[cfe-dev] [PATCH] expand a symbolic pointer
Ted Kremenek
kremenek at apple.com
Wed Dec 10 17:43:06 PST 2008
On Dec 9, 2008, at 10:58 PM, Zhongxing Xu wrote:
> New patch.
> - A new method CheckStructBase is taking care of the creation of
> AnonPointeeRegion.
> - A lightweight lvalue evaluation method is used to get the
> location of the base expr
> whose store may be changed.
> - AnonPointeeRegion is now identified the the memregion of the
> pointer pointing to it.
Nice work! This is definitely going in the right direction! Comments
inline:
Index: include/clang/Analysis/PathSensitive/Store.h
===================================================================
--- include/clang/Analysis/PathSensitive/Store.h (revision 60812)
+++ include/clang/Analysis/PathSensitive/Store.h (working copy)
@@ -86,6 +86,12 @@
/// conversions between arrays and pointers.
virtual SVal ArrayToPointer(SVal Array) = 0;
+ /// CheckStructBase - StoreManagers can conditionally expand a
symbolic
+ /// pointer into a pointer to a struct region.
+ virtual Store CheckStructBase(Store store, SVal BaseV, SVal BaseL,
bool NonNull){
+ return store;
+ }
Please add comments about what this method does. The comment above
the method is a little content-free.
Also please document what are the roles of 'BaseV' and 'BaseL'. As
you will see in my later comments, there roles aren't really all that
clear to me, and I wonder if we can make this interface even simpler.
Moreover, why do we need the parameter 'NonNull'? Why not just have
GRExprEngine check if that value is false and then not call this
method in the first place. In other words, in the case where the
pointer is null, GRExprEngine knows that the StoreManager isn't going
to do anything. This also simplifies the implementation (and
interface) for StoreManager.
Finally, the name 'CheckStructBase' doesn't really mean anything to me.
Index: include/clang/Analysis/PathSensitive/GRExprEngine.h
===================================================================
--- include/clang/Analysis/PathSensitive/GRExprEngine.h (revision 60812)

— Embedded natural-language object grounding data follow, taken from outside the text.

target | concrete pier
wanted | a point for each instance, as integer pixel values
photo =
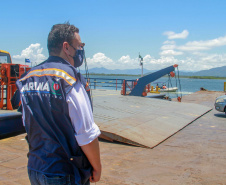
(194, 155)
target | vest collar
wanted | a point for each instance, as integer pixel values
(57, 59)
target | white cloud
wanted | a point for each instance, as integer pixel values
(203, 45)
(33, 52)
(171, 52)
(192, 63)
(171, 42)
(173, 35)
(99, 60)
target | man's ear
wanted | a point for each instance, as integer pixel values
(66, 47)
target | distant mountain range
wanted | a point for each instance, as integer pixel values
(217, 72)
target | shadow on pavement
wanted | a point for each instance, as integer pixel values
(220, 115)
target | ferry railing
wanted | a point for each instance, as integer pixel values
(105, 83)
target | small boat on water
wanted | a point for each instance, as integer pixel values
(170, 89)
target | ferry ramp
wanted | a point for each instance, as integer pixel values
(141, 121)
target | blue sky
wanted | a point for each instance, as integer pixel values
(191, 33)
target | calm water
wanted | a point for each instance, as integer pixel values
(188, 85)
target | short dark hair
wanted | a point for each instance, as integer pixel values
(59, 34)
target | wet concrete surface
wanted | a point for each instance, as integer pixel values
(195, 155)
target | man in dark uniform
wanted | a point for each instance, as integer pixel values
(57, 115)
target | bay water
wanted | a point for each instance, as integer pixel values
(188, 85)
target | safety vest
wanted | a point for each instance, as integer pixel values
(53, 149)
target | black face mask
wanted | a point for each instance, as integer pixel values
(78, 58)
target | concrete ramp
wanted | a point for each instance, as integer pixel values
(141, 121)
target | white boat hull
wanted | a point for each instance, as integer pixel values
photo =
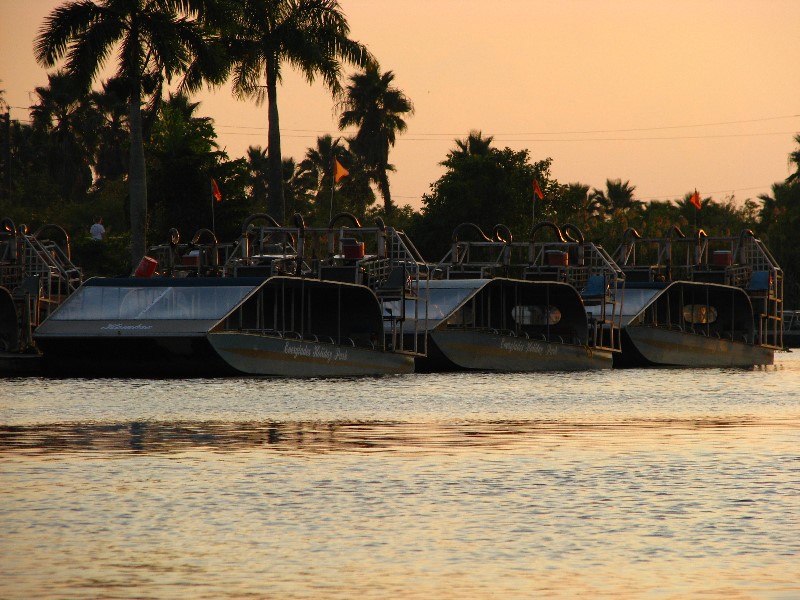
(255, 354)
(666, 347)
(486, 351)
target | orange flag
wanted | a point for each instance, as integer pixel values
(537, 190)
(215, 190)
(695, 200)
(339, 171)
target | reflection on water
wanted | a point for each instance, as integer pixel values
(315, 437)
(640, 484)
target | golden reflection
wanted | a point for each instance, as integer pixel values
(328, 437)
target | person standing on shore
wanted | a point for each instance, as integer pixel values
(97, 231)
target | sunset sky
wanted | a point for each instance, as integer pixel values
(670, 96)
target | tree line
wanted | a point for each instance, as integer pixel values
(136, 149)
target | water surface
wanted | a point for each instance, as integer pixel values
(617, 484)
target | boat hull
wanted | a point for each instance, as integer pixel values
(486, 351)
(254, 354)
(163, 356)
(647, 346)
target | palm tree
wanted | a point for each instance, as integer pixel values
(794, 159)
(63, 114)
(257, 174)
(617, 198)
(474, 145)
(111, 106)
(310, 35)
(155, 39)
(377, 109)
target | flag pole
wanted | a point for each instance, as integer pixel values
(213, 219)
(333, 185)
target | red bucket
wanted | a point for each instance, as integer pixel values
(146, 267)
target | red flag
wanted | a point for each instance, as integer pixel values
(695, 200)
(537, 190)
(339, 171)
(215, 190)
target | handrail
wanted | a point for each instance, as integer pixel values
(249, 221)
(566, 228)
(473, 226)
(500, 231)
(58, 228)
(550, 225)
(350, 217)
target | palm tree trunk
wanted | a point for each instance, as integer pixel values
(275, 200)
(383, 186)
(137, 181)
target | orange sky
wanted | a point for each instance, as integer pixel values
(671, 96)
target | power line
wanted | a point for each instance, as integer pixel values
(564, 132)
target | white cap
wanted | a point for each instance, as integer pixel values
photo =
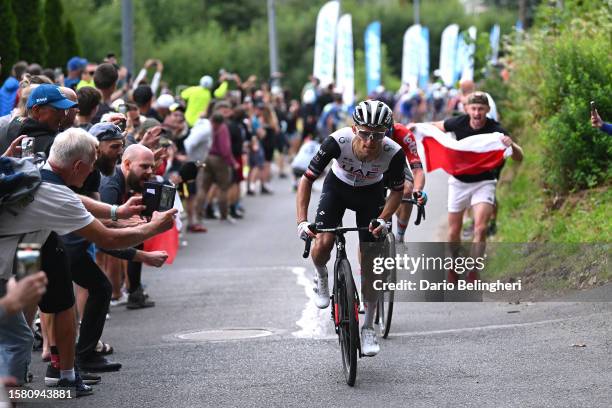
(206, 81)
(116, 103)
(165, 101)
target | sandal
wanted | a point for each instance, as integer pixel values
(197, 228)
(104, 348)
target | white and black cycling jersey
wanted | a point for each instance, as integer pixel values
(354, 172)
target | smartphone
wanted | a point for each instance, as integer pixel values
(157, 197)
(27, 147)
(28, 260)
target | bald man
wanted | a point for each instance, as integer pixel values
(136, 168)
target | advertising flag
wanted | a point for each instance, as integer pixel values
(325, 42)
(411, 56)
(448, 54)
(345, 61)
(372, 56)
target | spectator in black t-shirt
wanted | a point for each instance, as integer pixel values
(89, 98)
(475, 191)
(105, 79)
(143, 97)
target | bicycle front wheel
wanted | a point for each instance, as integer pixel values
(348, 330)
(384, 307)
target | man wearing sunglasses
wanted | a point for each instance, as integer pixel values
(363, 156)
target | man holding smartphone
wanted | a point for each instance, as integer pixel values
(597, 122)
(136, 168)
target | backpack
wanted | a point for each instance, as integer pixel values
(19, 180)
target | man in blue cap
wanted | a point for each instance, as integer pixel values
(47, 108)
(75, 66)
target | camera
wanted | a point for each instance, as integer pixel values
(157, 197)
(28, 260)
(27, 147)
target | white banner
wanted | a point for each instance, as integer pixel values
(494, 41)
(424, 59)
(325, 42)
(468, 58)
(345, 61)
(411, 56)
(448, 54)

+++ include/clang/Analysis/PathSensitive/GRExprEngine.h (working copy)
@@ -505,6 +505,9 @@
/// a DeclRefExpr, it evaluates to the MemRegionVal which
represents its
/// storage location. Note that not all kinds of expressions has
lvalue.
void VisitLValue(Expr* Ex, NodeTy* Pred, NodeSet& Dst);
+
+ /// getLValue - A lightweight lvalue evaluation method.

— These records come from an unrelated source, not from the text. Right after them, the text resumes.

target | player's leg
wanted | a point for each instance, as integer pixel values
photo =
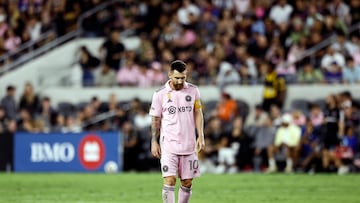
(169, 163)
(185, 191)
(188, 169)
(168, 192)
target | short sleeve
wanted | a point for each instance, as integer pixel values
(156, 107)
(197, 104)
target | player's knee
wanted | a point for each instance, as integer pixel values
(186, 183)
(171, 180)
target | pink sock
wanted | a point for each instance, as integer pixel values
(168, 194)
(184, 194)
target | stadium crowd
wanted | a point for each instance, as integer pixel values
(223, 42)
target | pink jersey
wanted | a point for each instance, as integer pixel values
(176, 109)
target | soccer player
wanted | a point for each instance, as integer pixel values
(176, 117)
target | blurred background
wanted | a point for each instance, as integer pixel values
(279, 82)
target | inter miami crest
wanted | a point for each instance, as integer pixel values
(169, 97)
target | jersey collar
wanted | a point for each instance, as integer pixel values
(167, 85)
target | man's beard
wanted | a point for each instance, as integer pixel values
(178, 86)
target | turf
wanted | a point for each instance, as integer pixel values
(146, 187)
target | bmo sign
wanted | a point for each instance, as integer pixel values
(75, 152)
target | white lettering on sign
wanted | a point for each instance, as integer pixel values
(57, 152)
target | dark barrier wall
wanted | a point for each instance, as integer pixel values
(75, 152)
(6, 151)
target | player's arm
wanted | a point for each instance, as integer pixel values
(155, 134)
(199, 124)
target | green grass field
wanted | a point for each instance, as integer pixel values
(146, 187)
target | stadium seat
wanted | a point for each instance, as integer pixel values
(321, 102)
(66, 108)
(300, 104)
(243, 108)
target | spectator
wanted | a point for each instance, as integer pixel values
(227, 75)
(309, 75)
(34, 28)
(263, 139)
(12, 41)
(344, 46)
(112, 50)
(29, 100)
(88, 64)
(230, 145)
(345, 152)
(316, 116)
(280, 13)
(274, 88)
(188, 13)
(128, 75)
(72, 125)
(351, 72)
(209, 156)
(226, 109)
(145, 76)
(9, 104)
(333, 73)
(46, 113)
(341, 10)
(105, 76)
(330, 58)
(158, 75)
(131, 146)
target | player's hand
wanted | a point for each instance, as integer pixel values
(155, 149)
(200, 144)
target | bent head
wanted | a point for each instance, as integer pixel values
(177, 74)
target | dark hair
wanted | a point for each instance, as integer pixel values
(178, 65)
(10, 88)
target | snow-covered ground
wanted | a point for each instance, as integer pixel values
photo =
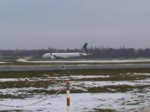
(88, 61)
(86, 102)
(81, 102)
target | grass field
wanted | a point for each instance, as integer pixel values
(25, 85)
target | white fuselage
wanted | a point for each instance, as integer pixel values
(63, 55)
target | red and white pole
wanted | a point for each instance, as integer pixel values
(68, 95)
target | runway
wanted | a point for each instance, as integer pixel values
(72, 67)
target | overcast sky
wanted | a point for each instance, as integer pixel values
(34, 24)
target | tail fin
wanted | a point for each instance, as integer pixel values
(85, 47)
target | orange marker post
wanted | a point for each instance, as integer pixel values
(68, 95)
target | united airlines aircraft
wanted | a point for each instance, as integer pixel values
(66, 55)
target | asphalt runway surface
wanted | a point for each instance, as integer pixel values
(72, 67)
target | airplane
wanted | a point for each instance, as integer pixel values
(66, 55)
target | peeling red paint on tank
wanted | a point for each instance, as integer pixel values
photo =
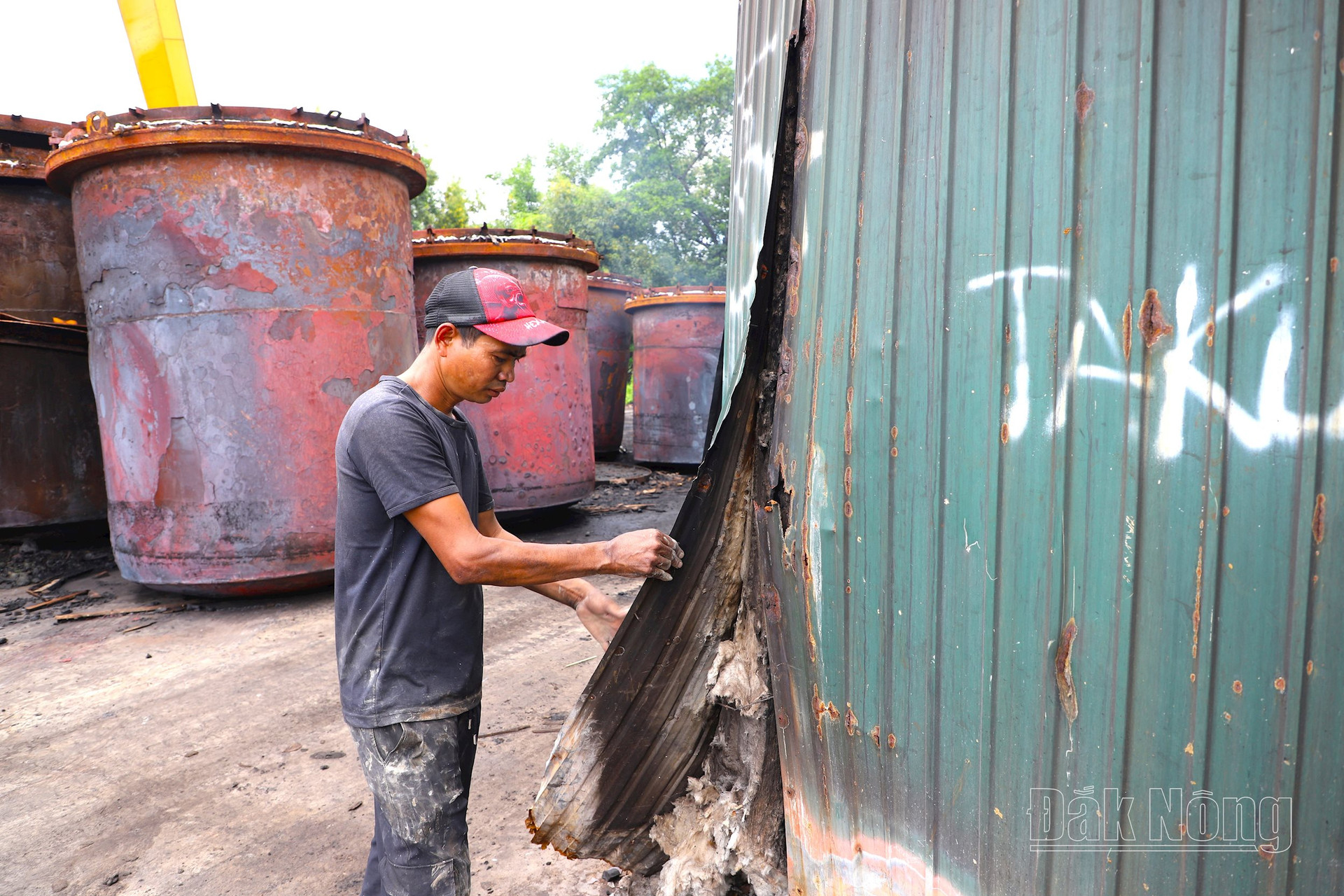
(678, 335)
(265, 286)
(537, 440)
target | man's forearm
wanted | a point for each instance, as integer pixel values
(530, 564)
(568, 592)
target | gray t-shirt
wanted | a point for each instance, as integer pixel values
(409, 638)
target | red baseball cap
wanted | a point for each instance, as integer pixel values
(493, 302)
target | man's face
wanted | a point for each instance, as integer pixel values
(476, 372)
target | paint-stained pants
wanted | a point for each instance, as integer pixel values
(421, 776)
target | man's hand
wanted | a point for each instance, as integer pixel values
(601, 615)
(645, 552)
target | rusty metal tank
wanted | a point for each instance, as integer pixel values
(49, 428)
(678, 335)
(609, 356)
(51, 470)
(537, 440)
(246, 274)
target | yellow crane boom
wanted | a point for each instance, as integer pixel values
(160, 51)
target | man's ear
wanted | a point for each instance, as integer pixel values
(445, 335)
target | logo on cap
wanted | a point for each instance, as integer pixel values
(502, 298)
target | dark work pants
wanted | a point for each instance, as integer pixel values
(421, 776)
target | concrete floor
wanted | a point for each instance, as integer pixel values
(204, 752)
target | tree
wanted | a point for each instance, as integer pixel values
(523, 210)
(447, 207)
(668, 141)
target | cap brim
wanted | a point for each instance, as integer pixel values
(526, 331)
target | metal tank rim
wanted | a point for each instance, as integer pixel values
(24, 146)
(676, 296)
(622, 282)
(109, 139)
(491, 242)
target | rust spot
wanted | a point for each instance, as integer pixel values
(848, 419)
(1199, 594)
(1126, 328)
(1082, 101)
(771, 597)
(1151, 321)
(1065, 669)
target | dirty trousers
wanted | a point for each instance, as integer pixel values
(421, 776)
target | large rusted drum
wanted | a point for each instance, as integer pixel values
(51, 473)
(246, 274)
(678, 335)
(609, 356)
(537, 440)
(50, 461)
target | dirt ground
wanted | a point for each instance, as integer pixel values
(202, 751)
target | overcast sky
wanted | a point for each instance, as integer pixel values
(477, 85)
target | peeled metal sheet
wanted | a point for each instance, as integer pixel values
(764, 34)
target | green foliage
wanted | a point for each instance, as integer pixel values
(447, 207)
(667, 141)
(524, 200)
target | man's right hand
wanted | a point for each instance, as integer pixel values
(647, 552)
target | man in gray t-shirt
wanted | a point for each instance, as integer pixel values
(416, 539)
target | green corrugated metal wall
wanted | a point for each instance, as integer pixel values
(980, 447)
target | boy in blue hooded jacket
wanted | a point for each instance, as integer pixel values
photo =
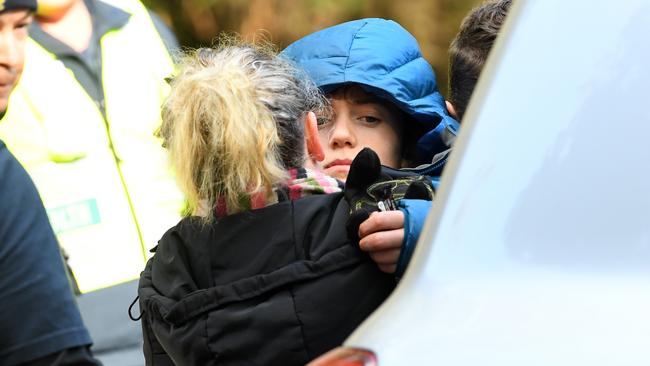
(384, 96)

+ SVal getLValue(const GRState* St, Expr* Ex);
The purpose of this method is not really clear from the comment.
Please elaborate. Moreover, it appears to only have one caller.
Index: include/clang/Analysis/PathSensitive/MemRegion.h
===================================================================
--- include/clang/Analysis/PathSensitive/MemRegion.h (revision 60812)
+++ include/clang/Analysis/PathSensitive/MemRegion.h (working copy)
@@ -237,20 +237,20 @@
/// parameters or pointer globals. In RegionStoreManager, we assume
pointer
/// parameters or globals point at some anonymous region. Such
regions are not
/// the regions associated with the pointer variables themselves.
They are
-/// identified with the VarDecl of the pointer variable. We create
them lazily.
+/// identified with the MemRegion of the pointer. We create them
lazily.
class AnonPointeeRegion : public TypedRegion {
friend class MemRegionManager;
// VD - the pointer variable that points at this region.
- const VarDecl* Pointer;
+ const TypedRegion* Pointer;
All the AnonPointeeRegion stuff looks great! You can probably just
commit that stuff as a separate patch since it naturally subsumes the
current logic.
Index: lib/Analysis/RegionStore.cpp
===================================================================
--- lib/Analysis/RegionStore.cpp (revision 60812)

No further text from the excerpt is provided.